Emma Kluge (University of Sydney)
29 November 2018, 15:30-17:00, Johan Huizinga Building, Doelensteeg 16, 2311 VL Leiden, Conference room (2.60)
From 1963 to 1969, West Papuan activists waged a war of words at the United Nations to petition for self-determination and an independent state. Although decolonisation had led to the creation of scores of newly independent nation states, West Papua’s claim was blocked by Indonesia’s campaign to incorporate the territory into its newly independent republic. With no regional allies at the General Assembly, West Papuan independence advocates turned to African leaders for support, attempting to widen pan-Africanism and the map of Black solidarity to include the Black Pacific. West Papuans attempted to build racial solidarity with African leaders, while also campaigning more generally at the United Nations reworking and adopting the language and agendas of the UN to further their political struggle for self-determination.
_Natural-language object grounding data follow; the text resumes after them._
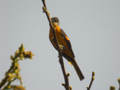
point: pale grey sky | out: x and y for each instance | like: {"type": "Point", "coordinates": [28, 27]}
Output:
{"type": "Point", "coordinates": [93, 27]}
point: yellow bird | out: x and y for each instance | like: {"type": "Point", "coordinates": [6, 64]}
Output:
{"type": "Point", "coordinates": [64, 44]}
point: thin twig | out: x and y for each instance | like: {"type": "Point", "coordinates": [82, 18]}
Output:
{"type": "Point", "coordinates": [119, 83]}
{"type": "Point", "coordinates": [91, 82]}
{"type": "Point", "coordinates": [66, 85]}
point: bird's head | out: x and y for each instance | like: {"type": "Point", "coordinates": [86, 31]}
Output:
{"type": "Point", "coordinates": [55, 20]}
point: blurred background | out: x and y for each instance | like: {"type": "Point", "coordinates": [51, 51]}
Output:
{"type": "Point", "coordinates": [93, 27]}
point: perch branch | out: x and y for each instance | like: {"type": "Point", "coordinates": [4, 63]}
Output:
{"type": "Point", "coordinates": [66, 85]}
{"type": "Point", "coordinates": [91, 82]}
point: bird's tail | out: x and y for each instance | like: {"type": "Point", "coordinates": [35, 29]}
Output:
{"type": "Point", "coordinates": [77, 69]}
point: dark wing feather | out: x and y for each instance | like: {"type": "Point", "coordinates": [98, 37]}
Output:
{"type": "Point", "coordinates": [67, 41]}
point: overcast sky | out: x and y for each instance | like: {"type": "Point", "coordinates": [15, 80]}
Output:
{"type": "Point", "coordinates": [93, 27]}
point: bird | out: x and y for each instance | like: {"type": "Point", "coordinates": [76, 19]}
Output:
{"type": "Point", "coordinates": [64, 44]}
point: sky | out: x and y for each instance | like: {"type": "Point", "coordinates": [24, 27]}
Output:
{"type": "Point", "coordinates": [93, 27]}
Kluge argues that although this campaign did not result in West Papuan independence, viewing decolonization from West Papua demonstrates the limits of self-determination and racial solidarity. It reveals how the lack of political and cultural knowledge at the UN about the Pacific Islands, coupled with the wealth of natural resources in this region, made decolonization in the Pacific vulnerable to colonization by neo-colonial powers like Indonesia.